The enemies are well rendered and animated, and the bosses are huge and hard to beat, but so are most R-Type games. Perhaps the greatest standout about Delta then, is that this newest installment is absolutely tops for replay value in the genre. Clearing the game on all three difficulty levels with all three ships will unlock a bonus ship and reveal attractive stills in the ‘art gallery’. Furthermore, should you accomplish certain objectives (such as clearing the game without continuing) you will be rewarded with these distinctions recorded in the ‘notes’ section. These incentives will have you going back to this game long after you conquer it once on Easy.

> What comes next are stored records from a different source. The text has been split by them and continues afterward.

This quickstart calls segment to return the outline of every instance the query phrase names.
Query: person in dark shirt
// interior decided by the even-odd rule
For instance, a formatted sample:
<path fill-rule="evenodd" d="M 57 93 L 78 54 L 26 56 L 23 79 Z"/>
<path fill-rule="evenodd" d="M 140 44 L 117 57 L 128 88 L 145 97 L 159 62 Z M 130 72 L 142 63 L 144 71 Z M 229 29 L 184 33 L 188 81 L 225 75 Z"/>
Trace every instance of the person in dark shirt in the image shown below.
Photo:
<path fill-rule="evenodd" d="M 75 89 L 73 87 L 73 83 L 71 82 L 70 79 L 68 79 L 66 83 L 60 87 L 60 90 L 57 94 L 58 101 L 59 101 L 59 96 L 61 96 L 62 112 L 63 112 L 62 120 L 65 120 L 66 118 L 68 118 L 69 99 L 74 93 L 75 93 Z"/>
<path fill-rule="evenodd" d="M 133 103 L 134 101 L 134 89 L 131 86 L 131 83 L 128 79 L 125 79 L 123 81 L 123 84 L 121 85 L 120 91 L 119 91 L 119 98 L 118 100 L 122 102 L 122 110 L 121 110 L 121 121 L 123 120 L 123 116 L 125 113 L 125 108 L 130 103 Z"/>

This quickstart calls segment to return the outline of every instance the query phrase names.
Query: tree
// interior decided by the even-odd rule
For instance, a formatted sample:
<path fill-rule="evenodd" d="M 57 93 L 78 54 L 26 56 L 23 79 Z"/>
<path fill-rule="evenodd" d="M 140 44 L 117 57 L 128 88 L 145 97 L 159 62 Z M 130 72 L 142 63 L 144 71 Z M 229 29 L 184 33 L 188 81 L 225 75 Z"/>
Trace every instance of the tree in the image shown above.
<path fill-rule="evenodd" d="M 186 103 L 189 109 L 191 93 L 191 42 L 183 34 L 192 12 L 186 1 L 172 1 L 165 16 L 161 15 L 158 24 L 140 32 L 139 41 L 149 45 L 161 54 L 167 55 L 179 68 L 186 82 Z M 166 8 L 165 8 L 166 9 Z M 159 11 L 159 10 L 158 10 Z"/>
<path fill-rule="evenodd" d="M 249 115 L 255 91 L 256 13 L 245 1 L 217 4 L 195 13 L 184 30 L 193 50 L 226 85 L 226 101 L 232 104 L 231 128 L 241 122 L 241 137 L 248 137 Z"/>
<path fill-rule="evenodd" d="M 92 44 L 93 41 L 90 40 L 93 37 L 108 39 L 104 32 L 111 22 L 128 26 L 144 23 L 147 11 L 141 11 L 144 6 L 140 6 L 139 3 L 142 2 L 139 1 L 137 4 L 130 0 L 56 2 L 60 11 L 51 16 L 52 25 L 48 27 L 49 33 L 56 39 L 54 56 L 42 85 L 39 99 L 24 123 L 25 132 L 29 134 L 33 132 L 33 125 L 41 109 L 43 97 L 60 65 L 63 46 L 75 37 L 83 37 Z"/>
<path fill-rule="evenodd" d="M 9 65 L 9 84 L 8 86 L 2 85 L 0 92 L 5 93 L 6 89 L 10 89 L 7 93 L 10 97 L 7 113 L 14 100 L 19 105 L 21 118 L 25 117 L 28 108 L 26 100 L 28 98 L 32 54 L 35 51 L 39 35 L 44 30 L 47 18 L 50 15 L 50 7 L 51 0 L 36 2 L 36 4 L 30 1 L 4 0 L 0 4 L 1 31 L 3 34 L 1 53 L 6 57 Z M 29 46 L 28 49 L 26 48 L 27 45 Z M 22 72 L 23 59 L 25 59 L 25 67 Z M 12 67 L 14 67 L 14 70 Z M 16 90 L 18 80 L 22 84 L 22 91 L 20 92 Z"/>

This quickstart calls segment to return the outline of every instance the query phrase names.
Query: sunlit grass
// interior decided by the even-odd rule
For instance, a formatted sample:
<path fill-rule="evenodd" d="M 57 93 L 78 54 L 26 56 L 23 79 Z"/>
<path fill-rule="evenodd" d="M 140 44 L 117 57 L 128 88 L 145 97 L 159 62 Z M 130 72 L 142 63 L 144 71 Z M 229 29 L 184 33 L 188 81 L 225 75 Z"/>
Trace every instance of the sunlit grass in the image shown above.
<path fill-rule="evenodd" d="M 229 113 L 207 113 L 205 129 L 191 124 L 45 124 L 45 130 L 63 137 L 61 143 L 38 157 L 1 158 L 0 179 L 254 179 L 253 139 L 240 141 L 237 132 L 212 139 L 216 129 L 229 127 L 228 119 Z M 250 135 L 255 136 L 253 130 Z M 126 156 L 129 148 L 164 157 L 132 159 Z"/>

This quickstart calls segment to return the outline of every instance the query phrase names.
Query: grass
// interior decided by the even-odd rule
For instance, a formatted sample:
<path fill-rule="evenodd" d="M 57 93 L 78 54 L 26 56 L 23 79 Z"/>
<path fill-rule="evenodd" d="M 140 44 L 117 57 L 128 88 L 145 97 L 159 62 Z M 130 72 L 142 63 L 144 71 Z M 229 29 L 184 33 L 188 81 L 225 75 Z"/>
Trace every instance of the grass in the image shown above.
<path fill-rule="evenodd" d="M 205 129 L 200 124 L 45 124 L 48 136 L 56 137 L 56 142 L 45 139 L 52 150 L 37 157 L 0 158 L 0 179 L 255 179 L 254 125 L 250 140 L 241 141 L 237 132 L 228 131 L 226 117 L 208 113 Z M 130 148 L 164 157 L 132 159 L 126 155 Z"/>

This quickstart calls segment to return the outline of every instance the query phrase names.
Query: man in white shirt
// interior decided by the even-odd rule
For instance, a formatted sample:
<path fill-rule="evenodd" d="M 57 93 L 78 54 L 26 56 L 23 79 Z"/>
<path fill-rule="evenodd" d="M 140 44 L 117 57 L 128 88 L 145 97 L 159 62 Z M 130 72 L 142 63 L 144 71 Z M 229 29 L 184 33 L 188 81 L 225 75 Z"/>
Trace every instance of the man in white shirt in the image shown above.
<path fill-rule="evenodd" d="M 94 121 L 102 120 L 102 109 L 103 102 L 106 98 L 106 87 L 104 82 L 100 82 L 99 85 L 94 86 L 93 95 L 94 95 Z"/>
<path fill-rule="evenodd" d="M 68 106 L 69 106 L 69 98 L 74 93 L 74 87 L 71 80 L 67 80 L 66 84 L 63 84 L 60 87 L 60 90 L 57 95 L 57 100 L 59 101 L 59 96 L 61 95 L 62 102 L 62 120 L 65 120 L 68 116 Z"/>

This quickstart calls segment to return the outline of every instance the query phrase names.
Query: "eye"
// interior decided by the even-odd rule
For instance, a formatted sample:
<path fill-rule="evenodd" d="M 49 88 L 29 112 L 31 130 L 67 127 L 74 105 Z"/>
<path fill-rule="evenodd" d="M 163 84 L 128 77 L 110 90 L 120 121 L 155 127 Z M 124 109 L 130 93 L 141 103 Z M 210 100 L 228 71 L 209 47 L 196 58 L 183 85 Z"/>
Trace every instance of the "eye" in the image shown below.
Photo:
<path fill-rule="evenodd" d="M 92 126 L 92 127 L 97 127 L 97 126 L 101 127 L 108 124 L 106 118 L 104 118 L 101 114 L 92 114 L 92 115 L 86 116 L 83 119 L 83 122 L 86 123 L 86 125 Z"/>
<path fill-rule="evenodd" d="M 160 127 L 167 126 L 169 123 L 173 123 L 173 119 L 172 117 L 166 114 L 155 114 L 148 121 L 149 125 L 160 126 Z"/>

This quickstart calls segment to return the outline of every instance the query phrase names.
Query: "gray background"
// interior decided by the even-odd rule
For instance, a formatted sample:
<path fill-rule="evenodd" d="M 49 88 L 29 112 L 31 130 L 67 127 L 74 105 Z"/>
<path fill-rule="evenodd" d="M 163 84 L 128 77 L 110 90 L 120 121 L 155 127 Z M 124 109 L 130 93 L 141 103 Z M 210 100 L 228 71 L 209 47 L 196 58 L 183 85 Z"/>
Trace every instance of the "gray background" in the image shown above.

Unfortunately, this masterpiece will be approached with trepidation by those who dislike R-Type games because they feel they are pattern based shooters, preferring instead, ‘twitch’ or ‘pure’ shooters. The truth is that all shooters (and games for that matter) feature memorization at their heart. It is only troubling when the player must learn every inch of the screen in order to advance, with very little emphasis on reflexes. R-Type II is a serious offender (as well as Pulstar, not of the series but in the R-Type vein) but aside from II, I feel the series has been unfairly criticized.
Ironically enough, I just replayed the third installment of a series that has been long respected as one of the best pure shooters out there: Gradius, and found that game to require far more memory work than any R-Type game (witness the spider bosses as damning evidence).
In any event, due to its unrivaled balance, ideal, customizable difficulty, and grand presentation, R-Type Delta is a godsend for R-Type fans, and the best R-Type candidate for engaging the series’ detractors and dispelling the myth of the much maligned ‘memorization shooter’ once and for all.